September 2018: Container Rate Developments

For some trade corridors, September 2018 has proven to be a month of uncertainty due to tariffs causing slight frenzy from shippers and carriers taking the opportunity to jack up rates. Golden Week is also inching up giving carriers even more open waters to see what they can do before year end. Here is a rundown of the latest September ocean freight rate developments as seen in Xeneta for the trans-Pacific, Asia-Europe, Asia-Australia and Asia – South America corridors.   

Far East – US West Coast

Carriers operating on the US West Coast trade have been the beneficiaries of several rate increases in the past few months and while rates have dropped off slightly over the past week, they have managed to maintain most of the increases.

Over the seven days rates have fallen by just 1.2% to $2,276 FEU, while they’re still 3.7% higher than the end of August.

Fig 1: Far East Main to US West Coast ($FEU)

Xeneta-Sep2018-Asia-USWC

Note: Year-on-year rate increases recorded since July have coincided with President Trump’s import tariffs of 25%. 

 

Far East – North West Europe

Meanwhile, the Far East – North West Europe trade has finally surpassed rates recorded during the same period of 2017. Although rates in February were on par with those recorded at the same time in 2017, it marks the first time this year that rates have meaningfully broken through.

Although rates have climbed by just $66 FEU (3.8%) since the end of August, they are now 4.7% higher than at the equivalent point in 2017, thanks largely to a drop off in rates seen during this time last year.

Fig 2: Far East Main to North West Europe ($FEU)

Xeneta-Sep2018-Asia-Europe

Note: For the first six months of the year, rates on the Far East – North West Europe trade have lagged behind levels recorded during the same period of 2017.
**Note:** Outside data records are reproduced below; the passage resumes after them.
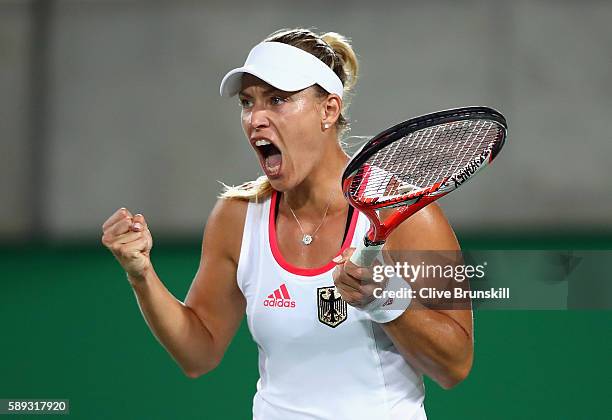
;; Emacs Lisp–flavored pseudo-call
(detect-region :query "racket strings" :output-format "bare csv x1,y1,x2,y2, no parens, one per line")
349,120,501,203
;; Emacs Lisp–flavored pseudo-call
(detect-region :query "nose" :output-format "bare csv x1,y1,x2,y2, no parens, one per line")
249,106,270,130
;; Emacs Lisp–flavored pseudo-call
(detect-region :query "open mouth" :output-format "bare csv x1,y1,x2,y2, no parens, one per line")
255,139,283,177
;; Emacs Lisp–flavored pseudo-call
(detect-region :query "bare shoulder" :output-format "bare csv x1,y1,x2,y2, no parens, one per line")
203,198,248,263
388,203,459,251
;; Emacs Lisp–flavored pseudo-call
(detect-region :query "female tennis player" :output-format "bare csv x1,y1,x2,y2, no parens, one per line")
102,29,473,420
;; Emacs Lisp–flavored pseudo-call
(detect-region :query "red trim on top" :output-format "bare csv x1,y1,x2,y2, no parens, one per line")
268,191,359,277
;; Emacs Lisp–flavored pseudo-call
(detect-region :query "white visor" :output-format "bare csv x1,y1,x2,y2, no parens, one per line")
219,42,344,98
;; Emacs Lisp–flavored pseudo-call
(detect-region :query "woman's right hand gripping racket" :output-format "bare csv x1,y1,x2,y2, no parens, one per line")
342,107,507,267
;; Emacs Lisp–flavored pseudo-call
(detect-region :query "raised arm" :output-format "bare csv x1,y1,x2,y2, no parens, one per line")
102,200,246,378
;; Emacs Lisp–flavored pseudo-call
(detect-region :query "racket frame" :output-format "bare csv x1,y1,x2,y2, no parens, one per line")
342,106,508,249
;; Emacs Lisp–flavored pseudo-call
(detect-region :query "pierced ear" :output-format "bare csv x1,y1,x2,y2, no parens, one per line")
321,93,342,129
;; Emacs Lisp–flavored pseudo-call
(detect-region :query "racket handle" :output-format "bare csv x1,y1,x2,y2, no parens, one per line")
350,241,383,267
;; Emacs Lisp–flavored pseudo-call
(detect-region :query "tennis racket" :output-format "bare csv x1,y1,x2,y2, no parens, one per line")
342,107,508,267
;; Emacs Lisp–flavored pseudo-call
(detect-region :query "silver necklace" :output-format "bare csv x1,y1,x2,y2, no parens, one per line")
287,197,331,245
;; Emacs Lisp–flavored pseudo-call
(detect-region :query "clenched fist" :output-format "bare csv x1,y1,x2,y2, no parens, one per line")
102,207,153,281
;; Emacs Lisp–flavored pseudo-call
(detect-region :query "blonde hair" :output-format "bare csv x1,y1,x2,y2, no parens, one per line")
220,28,359,201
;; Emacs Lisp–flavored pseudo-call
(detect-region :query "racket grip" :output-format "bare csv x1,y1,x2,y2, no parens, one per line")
350,241,383,267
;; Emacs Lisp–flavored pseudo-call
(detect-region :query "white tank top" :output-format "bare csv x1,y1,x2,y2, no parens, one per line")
237,192,426,420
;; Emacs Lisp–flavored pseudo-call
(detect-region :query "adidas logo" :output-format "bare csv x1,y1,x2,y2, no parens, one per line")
264,283,295,308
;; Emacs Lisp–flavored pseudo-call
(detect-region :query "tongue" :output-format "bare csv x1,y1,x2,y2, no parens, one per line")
266,153,283,172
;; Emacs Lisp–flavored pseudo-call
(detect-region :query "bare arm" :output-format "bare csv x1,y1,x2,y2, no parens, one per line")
337,205,474,389
102,201,246,378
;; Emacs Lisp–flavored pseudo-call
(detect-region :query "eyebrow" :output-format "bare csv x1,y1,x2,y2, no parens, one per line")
238,86,286,98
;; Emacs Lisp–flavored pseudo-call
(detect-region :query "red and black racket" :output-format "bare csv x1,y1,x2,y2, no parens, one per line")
342,107,508,266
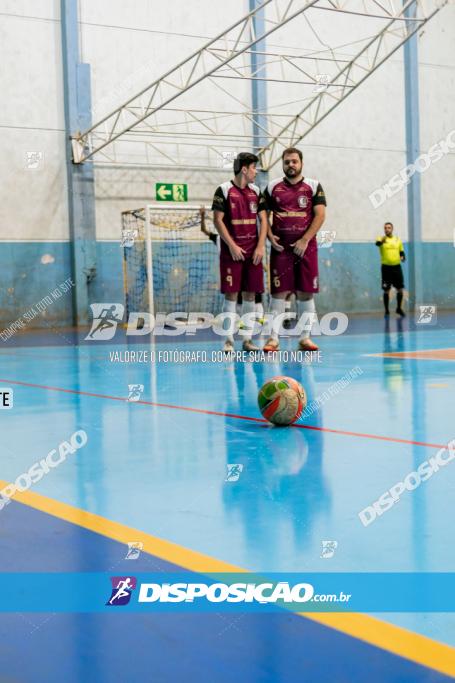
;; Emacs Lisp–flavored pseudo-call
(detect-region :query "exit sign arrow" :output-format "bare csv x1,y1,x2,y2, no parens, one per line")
155,183,188,202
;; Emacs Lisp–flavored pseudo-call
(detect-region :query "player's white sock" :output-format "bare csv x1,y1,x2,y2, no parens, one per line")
242,300,256,341
223,299,237,343
254,303,264,318
297,299,316,339
270,296,286,341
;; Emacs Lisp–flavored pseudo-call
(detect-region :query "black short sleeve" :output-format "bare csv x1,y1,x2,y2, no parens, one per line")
313,183,327,206
262,188,272,211
212,187,227,213
258,190,268,213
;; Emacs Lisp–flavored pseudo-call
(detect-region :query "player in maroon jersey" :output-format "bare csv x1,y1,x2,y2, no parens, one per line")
264,147,326,351
212,152,268,353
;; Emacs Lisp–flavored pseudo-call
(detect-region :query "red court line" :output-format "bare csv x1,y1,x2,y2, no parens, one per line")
0,377,447,448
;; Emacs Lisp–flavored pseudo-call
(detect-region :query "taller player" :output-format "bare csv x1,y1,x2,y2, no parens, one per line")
264,147,327,351
212,152,268,353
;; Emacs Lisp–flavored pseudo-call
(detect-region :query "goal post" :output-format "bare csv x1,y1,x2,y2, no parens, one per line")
122,202,222,315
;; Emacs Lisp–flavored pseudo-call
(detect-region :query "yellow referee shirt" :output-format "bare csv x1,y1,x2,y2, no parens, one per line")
376,235,404,266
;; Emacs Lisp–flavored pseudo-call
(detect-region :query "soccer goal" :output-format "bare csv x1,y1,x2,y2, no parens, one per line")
122,202,222,314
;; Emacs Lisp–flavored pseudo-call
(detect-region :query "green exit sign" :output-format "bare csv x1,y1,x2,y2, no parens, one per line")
155,183,188,202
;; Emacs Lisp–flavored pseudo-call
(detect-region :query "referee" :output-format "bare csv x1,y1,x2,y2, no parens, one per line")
376,223,406,318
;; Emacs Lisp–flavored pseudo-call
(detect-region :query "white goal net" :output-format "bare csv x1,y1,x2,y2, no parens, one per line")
122,203,222,314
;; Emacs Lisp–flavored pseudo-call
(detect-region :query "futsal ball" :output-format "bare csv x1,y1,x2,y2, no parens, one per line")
258,377,307,427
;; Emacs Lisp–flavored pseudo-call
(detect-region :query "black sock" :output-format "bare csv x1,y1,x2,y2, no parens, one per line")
382,292,389,313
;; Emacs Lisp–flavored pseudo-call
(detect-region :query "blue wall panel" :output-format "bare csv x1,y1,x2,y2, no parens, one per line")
0,240,455,329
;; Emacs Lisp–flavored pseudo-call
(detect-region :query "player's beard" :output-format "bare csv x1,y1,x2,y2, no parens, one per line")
284,167,302,178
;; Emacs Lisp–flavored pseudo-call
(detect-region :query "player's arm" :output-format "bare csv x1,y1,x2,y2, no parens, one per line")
264,188,284,251
291,183,327,256
199,206,210,237
212,187,245,261
253,195,270,266
291,204,325,256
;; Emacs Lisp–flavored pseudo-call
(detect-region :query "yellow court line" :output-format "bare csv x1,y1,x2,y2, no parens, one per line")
0,480,455,676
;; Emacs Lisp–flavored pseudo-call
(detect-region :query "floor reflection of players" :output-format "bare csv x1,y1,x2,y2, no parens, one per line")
382,318,406,412
89,304,122,338
223,363,330,568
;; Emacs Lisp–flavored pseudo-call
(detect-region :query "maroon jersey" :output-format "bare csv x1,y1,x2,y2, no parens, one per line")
212,180,266,257
264,178,326,248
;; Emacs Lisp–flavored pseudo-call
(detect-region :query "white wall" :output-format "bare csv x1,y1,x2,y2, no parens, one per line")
0,0,68,241
0,0,455,241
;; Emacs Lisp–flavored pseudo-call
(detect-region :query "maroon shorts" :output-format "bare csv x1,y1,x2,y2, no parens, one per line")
220,254,264,294
270,239,319,294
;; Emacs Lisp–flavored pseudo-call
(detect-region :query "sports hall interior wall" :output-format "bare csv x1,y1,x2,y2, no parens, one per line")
0,0,455,328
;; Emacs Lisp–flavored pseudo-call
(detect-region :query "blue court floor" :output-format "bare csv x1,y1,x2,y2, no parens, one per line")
0,315,455,683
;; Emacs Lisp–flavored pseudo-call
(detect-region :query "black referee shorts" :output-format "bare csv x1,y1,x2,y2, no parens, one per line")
381,265,404,292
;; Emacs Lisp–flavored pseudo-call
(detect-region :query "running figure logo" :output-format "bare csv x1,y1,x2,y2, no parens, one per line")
317,230,337,249
126,384,144,401
106,576,136,606
85,304,125,341
125,541,144,560
224,463,243,481
416,304,437,325
320,541,338,560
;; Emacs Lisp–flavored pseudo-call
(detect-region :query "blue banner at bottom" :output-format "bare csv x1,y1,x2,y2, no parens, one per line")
0,572,455,612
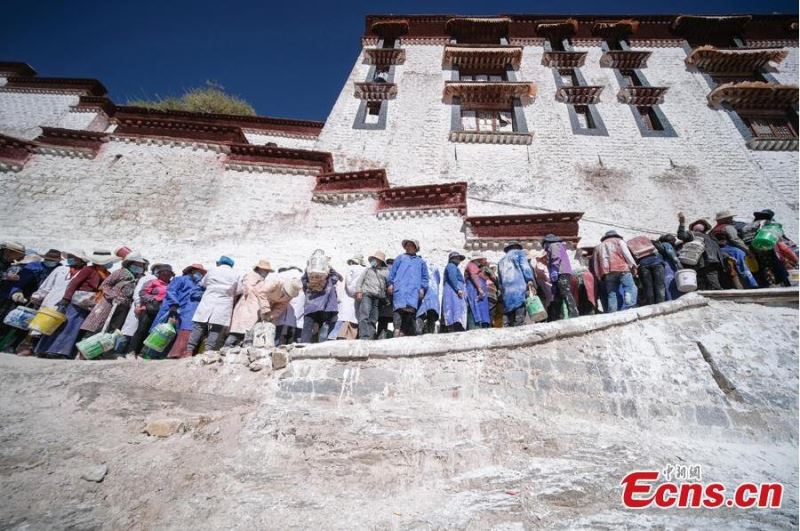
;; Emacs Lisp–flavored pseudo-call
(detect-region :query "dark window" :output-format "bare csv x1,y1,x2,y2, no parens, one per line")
575,105,597,129
461,109,514,133
636,107,664,131
558,68,580,87
619,70,642,87
742,115,797,139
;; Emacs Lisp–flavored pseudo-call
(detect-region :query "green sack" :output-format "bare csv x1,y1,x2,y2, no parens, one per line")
525,295,547,323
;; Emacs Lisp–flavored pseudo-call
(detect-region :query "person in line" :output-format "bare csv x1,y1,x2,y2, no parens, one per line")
224,258,275,347
0,242,25,281
272,266,306,346
465,255,492,330
184,255,242,357
141,263,207,359
677,212,723,290
714,232,758,289
711,210,750,254
122,264,175,357
542,234,579,321
328,254,367,339
442,251,467,332
356,251,389,339
300,254,343,343
592,230,636,313
34,250,119,359
375,258,394,339
416,262,442,336
81,252,146,336
386,240,428,337
497,242,535,327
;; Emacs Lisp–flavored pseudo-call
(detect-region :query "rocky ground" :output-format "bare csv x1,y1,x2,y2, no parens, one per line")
0,302,798,529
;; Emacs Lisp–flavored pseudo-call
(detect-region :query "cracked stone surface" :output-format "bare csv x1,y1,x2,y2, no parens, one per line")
0,302,798,530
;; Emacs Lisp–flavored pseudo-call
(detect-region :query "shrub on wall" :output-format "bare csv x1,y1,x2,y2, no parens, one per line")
128,81,256,116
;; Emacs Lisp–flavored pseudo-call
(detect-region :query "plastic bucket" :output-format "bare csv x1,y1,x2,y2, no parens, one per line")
28,308,67,336
3,306,36,330
144,323,177,352
675,269,697,293
75,332,117,360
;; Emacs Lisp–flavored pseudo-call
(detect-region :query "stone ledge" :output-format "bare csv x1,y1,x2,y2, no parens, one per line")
290,290,712,360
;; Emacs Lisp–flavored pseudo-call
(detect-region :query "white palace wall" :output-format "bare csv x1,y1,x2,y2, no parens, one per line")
0,31,798,272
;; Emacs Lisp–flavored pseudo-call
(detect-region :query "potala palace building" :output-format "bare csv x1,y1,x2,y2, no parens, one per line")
0,15,798,267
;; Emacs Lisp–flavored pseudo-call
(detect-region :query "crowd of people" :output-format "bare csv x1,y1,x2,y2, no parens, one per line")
0,209,798,359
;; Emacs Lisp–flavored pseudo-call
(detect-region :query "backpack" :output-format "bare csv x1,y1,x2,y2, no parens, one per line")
678,237,706,266
627,236,656,260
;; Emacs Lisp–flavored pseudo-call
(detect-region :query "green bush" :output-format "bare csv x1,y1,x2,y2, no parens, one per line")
128,81,256,116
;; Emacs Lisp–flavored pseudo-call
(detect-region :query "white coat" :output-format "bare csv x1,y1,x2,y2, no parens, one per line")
336,264,366,323
192,265,242,327
120,273,156,336
31,266,74,308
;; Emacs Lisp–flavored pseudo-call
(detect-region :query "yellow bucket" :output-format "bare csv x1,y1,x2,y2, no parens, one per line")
28,308,67,336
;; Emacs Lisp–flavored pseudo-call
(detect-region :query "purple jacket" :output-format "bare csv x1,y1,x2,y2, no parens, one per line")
544,242,572,280
300,269,339,315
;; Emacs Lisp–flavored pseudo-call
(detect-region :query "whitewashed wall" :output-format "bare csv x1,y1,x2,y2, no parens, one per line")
317,41,798,244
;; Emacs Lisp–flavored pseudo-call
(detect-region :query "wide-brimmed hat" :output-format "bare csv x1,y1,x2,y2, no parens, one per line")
753,208,775,219
64,249,91,264
89,249,120,265
528,249,547,260
400,240,419,252
689,218,711,231
369,251,386,265
181,264,208,275
253,258,275,272
42,249,62,262
122,251,147,265
283,278,303,299
0,242,25,253
714,210,735,221
347,254,366,266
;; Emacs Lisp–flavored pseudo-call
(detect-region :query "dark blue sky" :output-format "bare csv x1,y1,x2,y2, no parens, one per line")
0,0,797,120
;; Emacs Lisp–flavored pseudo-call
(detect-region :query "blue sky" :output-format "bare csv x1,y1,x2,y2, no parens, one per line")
0,0,797,120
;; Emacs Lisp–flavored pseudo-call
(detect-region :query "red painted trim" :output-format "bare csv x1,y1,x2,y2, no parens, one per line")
364,14,797,41
0,61,36,77
314,169,389,192
378,182,467,215
36,127,109,153
464,212,583,241
114,116,247,144
0,135,36,165
115,105,325,136
228,143,333,172
4,76,106,96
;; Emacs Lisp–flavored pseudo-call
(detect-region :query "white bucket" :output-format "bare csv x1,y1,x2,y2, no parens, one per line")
675,269,697,293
However, with CMA-CGM recently publishing FAK rates of $1,800 FEU effective September 24th, perhaps signaling its intentions to get ahead of rate declines or simply to undercut the market, rates will likely follow last year’s trend. In comparison the French line proposed an FAK rate of $2,000 FEU for the start of September, whilst Hapag-Lloyd is seeking to implement a rate of $2,000 FEU effective September 25th.